Before I live, I have to Die: A Grief Ministry.

 

Photo of siblings after the home going celebration of their mother. Picture taken by Nadine McElroy.

“Let me not die while I am still alive.”[1] Such a profound revelation could only be spoken by someone lost in deep despair. Someone who has experienced the unexpected knock of death at their door. Death is like a thief that comes in the night (if we had known it was coming). As much we would like to be prepared for it, we are left totally in the dark without any weapon to defend ourselves when it comes. Death is personal, intimate, and natural, something each one of us must one day face. To pass from this world to the next is an expectation that flows from our religious experience of God in our lives, yet it is something we are never prepared for it or its aftermath of grief that follows.

Grief is an act or action that causes pain, distress, and sorrow. When someone your loved dies, they take a piece of your heart with them, leaving you to cope with not only the loss but learning how to live without them.  Only through the presence, love, patience, and sharing of our pain with others can we find our way out of this valley of grief. To stay on our feet and keep breathing, we have to have hope and a desire to live, even though death has taken you away from us.

During the last two and a half years, my church family as well as my own family, suffered a significant number of losses. Moreover, like most churches, we did not have a ministry that provides grief care. After seeing the hurt, the pain, the grief and the suffering our parishioners were going through, I designed and implemented a grief support ministry that allows grieving to happen and gives those involved back their hope and their will to live. The majority of the ones who died left behind a spouse and, in some instances, young school-age children. With the approval of my pastor and the assistance of eight initial parishioners, we formed the “Heart to Heart” grief support ministry at St Mary Baptist Church in Pflugerville, Texas.
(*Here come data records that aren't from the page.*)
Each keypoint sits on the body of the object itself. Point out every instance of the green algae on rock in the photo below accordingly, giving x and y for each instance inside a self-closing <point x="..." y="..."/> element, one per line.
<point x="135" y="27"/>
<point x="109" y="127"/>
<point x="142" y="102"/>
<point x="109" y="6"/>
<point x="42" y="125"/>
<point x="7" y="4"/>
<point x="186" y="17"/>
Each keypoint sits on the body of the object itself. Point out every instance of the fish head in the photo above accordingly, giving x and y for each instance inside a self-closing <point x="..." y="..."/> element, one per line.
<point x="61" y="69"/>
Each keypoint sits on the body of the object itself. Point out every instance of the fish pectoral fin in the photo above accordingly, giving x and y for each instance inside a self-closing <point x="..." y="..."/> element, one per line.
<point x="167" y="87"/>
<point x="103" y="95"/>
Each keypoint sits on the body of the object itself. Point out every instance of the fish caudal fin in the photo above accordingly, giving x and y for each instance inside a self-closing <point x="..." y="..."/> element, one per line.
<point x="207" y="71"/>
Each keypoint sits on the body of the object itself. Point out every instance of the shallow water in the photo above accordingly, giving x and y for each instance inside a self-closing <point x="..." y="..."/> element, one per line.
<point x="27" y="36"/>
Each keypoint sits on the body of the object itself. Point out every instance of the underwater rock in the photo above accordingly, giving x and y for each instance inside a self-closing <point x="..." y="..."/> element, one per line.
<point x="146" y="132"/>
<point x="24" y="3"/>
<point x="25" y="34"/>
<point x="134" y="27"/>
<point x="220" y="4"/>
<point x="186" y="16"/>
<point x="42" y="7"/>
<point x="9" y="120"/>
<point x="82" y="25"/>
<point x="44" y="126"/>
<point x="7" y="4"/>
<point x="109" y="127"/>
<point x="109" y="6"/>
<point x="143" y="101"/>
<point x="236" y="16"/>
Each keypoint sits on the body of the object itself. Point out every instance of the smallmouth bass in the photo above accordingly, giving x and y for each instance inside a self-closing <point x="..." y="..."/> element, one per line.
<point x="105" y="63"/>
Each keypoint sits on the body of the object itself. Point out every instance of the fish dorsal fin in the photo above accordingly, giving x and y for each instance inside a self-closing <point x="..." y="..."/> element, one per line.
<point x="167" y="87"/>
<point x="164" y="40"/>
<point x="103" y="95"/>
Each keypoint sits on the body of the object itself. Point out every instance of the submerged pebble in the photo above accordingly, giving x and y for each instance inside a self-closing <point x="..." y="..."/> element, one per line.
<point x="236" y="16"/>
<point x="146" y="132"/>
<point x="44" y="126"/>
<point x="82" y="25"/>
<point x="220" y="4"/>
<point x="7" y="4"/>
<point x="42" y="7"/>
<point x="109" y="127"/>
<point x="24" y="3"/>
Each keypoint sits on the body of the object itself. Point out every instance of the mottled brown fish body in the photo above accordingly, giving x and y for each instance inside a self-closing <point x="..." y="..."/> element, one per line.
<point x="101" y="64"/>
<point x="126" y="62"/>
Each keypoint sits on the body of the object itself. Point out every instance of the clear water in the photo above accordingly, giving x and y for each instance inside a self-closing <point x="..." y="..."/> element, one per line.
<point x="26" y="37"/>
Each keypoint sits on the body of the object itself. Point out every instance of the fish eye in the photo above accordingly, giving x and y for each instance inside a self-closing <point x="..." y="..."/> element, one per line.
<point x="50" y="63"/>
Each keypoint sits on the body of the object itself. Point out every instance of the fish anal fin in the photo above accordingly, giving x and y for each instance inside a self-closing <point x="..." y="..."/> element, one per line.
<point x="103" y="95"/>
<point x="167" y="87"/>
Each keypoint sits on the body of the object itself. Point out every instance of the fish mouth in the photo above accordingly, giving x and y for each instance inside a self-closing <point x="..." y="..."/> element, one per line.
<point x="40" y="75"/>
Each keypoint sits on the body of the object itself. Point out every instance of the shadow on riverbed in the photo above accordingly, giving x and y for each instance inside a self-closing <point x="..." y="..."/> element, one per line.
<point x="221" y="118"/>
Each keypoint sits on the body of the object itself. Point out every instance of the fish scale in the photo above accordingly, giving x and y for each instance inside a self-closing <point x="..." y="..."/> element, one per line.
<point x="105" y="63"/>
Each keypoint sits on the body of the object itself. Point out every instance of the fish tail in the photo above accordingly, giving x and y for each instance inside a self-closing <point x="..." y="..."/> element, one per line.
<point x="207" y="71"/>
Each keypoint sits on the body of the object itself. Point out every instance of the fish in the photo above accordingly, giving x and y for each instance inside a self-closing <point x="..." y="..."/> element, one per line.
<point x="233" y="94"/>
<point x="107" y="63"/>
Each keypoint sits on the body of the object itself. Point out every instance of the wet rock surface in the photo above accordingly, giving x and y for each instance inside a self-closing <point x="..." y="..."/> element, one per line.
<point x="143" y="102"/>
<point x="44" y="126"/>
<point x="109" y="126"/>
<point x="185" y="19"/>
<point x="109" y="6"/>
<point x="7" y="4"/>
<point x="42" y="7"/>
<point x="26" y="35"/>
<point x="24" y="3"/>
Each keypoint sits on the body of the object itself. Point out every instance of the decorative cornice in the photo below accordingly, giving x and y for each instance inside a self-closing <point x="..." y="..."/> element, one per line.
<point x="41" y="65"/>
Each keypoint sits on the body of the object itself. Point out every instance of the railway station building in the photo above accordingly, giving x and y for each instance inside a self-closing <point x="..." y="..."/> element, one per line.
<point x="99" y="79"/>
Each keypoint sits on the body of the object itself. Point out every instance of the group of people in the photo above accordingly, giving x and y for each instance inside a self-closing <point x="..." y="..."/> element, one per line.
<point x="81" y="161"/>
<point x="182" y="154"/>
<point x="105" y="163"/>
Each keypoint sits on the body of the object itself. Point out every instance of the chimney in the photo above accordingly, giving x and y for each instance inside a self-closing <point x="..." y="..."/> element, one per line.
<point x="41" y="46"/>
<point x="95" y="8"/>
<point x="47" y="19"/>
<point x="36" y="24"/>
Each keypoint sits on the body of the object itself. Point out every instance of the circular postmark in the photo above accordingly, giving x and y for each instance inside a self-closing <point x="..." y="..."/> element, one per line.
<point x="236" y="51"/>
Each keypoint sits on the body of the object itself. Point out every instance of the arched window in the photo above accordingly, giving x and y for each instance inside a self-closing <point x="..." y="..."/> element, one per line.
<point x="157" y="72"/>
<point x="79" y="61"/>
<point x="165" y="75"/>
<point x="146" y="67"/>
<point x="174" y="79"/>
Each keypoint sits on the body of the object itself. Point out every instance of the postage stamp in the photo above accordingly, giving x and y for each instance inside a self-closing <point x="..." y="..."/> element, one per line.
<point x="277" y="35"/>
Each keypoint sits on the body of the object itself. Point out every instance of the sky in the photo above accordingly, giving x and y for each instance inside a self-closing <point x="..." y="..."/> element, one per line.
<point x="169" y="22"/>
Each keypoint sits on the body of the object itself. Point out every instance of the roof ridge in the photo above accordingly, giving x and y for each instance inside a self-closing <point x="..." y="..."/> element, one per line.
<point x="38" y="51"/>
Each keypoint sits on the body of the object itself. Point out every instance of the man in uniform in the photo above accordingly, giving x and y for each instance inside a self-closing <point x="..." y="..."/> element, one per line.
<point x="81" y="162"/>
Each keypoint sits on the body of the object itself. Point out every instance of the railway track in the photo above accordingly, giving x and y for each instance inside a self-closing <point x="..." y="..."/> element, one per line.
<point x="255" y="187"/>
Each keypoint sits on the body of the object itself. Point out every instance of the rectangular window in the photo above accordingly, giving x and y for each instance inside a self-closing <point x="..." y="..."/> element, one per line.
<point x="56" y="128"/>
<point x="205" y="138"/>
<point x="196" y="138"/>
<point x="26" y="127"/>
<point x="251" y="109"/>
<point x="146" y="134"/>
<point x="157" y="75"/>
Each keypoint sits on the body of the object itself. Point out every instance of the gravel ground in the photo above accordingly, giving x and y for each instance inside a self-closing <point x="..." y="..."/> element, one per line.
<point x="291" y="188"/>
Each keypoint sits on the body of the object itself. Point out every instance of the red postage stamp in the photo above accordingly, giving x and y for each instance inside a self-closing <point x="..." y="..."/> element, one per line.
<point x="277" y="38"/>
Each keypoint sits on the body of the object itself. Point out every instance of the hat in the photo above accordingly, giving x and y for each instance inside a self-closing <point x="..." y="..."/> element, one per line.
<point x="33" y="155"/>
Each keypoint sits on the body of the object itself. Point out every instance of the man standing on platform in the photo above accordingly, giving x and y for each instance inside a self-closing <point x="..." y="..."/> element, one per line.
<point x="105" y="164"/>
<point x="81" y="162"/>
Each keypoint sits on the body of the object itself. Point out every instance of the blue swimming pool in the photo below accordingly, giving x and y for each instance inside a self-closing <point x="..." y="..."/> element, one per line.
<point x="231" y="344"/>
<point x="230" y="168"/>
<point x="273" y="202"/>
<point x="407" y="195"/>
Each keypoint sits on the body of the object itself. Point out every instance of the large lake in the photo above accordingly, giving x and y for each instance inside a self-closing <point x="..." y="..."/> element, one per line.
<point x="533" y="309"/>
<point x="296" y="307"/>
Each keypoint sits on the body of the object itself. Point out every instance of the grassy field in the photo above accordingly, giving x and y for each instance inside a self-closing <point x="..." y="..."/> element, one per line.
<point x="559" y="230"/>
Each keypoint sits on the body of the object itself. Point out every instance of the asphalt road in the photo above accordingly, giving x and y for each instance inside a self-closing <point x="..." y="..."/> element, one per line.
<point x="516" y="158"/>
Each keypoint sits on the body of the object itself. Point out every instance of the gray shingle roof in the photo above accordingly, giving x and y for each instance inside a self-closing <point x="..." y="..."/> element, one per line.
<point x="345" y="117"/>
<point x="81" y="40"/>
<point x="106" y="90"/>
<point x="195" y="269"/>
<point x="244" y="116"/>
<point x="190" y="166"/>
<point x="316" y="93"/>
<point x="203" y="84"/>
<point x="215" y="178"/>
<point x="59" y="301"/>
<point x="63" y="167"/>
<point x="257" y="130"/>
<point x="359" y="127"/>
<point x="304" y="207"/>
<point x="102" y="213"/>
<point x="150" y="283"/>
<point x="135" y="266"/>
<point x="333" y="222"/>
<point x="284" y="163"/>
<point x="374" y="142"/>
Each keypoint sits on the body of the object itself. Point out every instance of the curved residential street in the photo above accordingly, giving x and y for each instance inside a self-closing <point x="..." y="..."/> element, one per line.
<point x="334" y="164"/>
I soon discovered very little work had been done on African American grief compared to other ethnic groups related to their grief journey. Most of the studies concerning grief, mourning, and bereavement were done by psychiatrists and dealt with Educated White Americans and Europeans, predominantly white Christian widows.

I visited a grief ministry at a local church with the hopes of gaining ideas, practices, and tools  in order to help establish a strong grief ministry at my church. The program they were using is well-known but I did not like the idea they used tape messages and follow-up was via a workbook. A session with a local mortuary revealed a social worker speaking to the group. It felt very impersonal and ineffective; people did not appear to be listening or participating in the conversation. This was not what I envisioned; I wanted the people in attendance to participate in the sessions, to express their feeling, their fears, and their pain. To talk with others who were experiencing the same hurt and pain, they were feeling. So together, we designed our grief support group to reflects the needs of the people in attendance, including selecting a name, writing our purpose, our goals, our guidelines, and lessons.

Before each meeting, we prayed and read scripture. Everyone was encouraged to participate, but no one was required to take part in the sessions. We cried, we prayed, and we told our stories and documented them as a way of release. Writing out ones thoughts, feelings and pain in a journal or blog, can be a highly beneficial therapy tool, and group participants were encouraged to do so. All lessons are scriptural based and explained using the Bible as our primary reference. Anyone could leave the group at any time without the group asking why. They all agreed that everything said in the group was confidential and stayed in the group unless it was felt that a member would harm him or herself. The first six lessons we discussed were chosen because of the immediate needs of those in the group.

Overall, there was a sermon that helped me understand even more the ups and downs as well as the mental toll grief takes on us. As I reflect on what my ministry is, it is my hope that we use the grief  we face as a strengthening of our faith and belief in God.

 

 

[1] Rabbi Cohen, https://tbsoc.com/2017/10/sermon-yizkorz6/24/10

Week 1 lessons entitled: My Loss, reference scriptures Psalm 34:18, 147:3; John 14:1; Matthew 5: 4; Revelation 21:4.

Week 2 lesson entitled: The Meaning of Grief: reference scriptures Psalm 9:9, 18:2, 22:24, 23, 27:4-5, 30:5, 34:18, 37:39

Week 3 lesson entitled: Obstacles to Recovery From A Loss, reference scriptures Ecclesiastes 3:1-8, Numbers 6:24-26, Psalm 37:23-24

Week 4 lesson entitled: How Do You Say Good-Bye: Psalm 38:18, Revelations 21:4, John 14:1, Joshua 1:9

Week 5 lesson entitled: How Do You Recover From Your Loss, Romans 8:28, Matthew 5:4, I Thess. 4:13-14

Week 6 lesson entitled: Growing from Your Loss, John 11:25-26, Psalm 23:4, I Corinthians 15:51-57

The object of the ministry is to lead them through the grief process with as little trauma as possible by assuring them they were in a safe place and could express their feelings, thoughts, and needs, praying that it would lead them to share what was on their hearts, leading them to a new hope. To support each one as they learned to grow and to face the new challenges life would bring their way. It gave them what they need to regain their faith, hope, and will to live.